Microsurgery: Transplantation and Replantation by Harry J. Buncke, MD, et al.
  Table of Contents / Chapter 32:
Bony Fixation in Replantation
  The Kirschner unthreaded sharp-point wire remains a common method for fracture fixation in the hand, owing to the ubiquitous nature of the equipment, the inexpensive cost of the implant, and the resulting adequate and rapid immobilization provided to the fracture. In most cases, the ease of application has added to its popularity, although K-wire fixation in complex fractures may be both difficult and time-consuming. Disadvantages are a possible distraction of the fracture during multiple wire placement and the impingement on surrounding soft tissue when placed percutaneously. Moderate to poor stabilization with later loosening can occur, requiring protective splinting. The external pin sites in percutaneous wires provide a site for infection that may progress into soft tissue and bone. Buried subcutaneous pins, particularly if destined to remain in place for an extended period, may be desirable but require incision for removal.

FIG. 32-01. A. Extensor tendon, B. Flexor tendon, C. Lumbrical.

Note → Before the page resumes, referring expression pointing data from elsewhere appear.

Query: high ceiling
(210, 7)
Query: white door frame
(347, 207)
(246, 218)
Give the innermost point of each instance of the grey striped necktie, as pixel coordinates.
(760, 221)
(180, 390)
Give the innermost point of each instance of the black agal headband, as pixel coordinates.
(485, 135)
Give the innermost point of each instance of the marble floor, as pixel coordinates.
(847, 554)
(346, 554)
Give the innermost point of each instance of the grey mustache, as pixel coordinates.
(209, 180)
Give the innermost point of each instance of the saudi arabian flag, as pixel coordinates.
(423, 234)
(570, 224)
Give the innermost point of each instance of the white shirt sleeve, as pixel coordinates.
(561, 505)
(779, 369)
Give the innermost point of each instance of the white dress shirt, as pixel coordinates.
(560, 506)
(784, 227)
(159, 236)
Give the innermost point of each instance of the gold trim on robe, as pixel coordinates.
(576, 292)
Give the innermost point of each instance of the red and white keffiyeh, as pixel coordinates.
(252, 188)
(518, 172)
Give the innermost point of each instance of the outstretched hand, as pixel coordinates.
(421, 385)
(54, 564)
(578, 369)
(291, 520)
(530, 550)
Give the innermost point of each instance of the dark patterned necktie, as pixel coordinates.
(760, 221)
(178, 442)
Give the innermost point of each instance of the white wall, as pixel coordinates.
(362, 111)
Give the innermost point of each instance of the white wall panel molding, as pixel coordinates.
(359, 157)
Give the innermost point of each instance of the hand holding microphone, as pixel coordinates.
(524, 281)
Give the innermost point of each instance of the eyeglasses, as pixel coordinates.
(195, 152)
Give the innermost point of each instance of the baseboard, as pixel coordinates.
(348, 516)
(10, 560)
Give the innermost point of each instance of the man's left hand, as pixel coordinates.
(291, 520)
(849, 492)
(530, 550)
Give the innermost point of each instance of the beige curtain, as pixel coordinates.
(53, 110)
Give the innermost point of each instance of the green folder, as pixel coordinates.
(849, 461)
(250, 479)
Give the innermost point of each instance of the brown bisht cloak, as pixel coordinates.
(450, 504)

K-wire placement can be carried out in any number of ways: The wire is positioned across the fracture site with impingement on as few adjacent tissues as possible. Controlled, low-speed drilling with adequate wire size provides the most secure placement. Crossed K-wire fixation allows bicortical purchase, provides reasonable stability, limits rotation, and leaves adjacent joints and tendons free. Care must be taken to prevent fracture distraction. Parallel K-wires, although controlling the same forces, often require crossing a joint surface and limit early mobilization. In some complex injuries, wires must be placed across one or more joints. Early removal with protected motion and splinting is started when possible. A single K-wire may be ideal in distal amputations, or in children, because of size constraints, with soft tissue closure controlling rotational forces.



Many different wire loop techniques are listed in the literature, 3,5,15,17 and can be grouped into two main types, those with and those without tension band function.

Nontension band wires are usually 26- or 28-gauge steel wire placed through drilled holes in the proximal and distal fracture fragments with minimal periosteal dissection. Comminuted fractures may have to be wired fragment to fragment with fine wire before the major parts are fixed. Advantages include commonly available equipment, quick placement, reasonable strength, and minimal implant bulk. Disadvantages include the prolonged presence of a buried foreign body, slightly increased soft tissue dissection compared with K-wires, and wire fatigue and breakage that may result in loss of fracture reduction.

Cerclage or encircling wire loops are useful with oblique, tubular, or diaphyseal fractures, containing multiple fracture fragments and reducing the area of required callus. They may be combined with other implants and are not compressive. Care should be taken to groove or drill the cortex to anchor the loop in place and to place the twist or knot closure away from gliding tissue.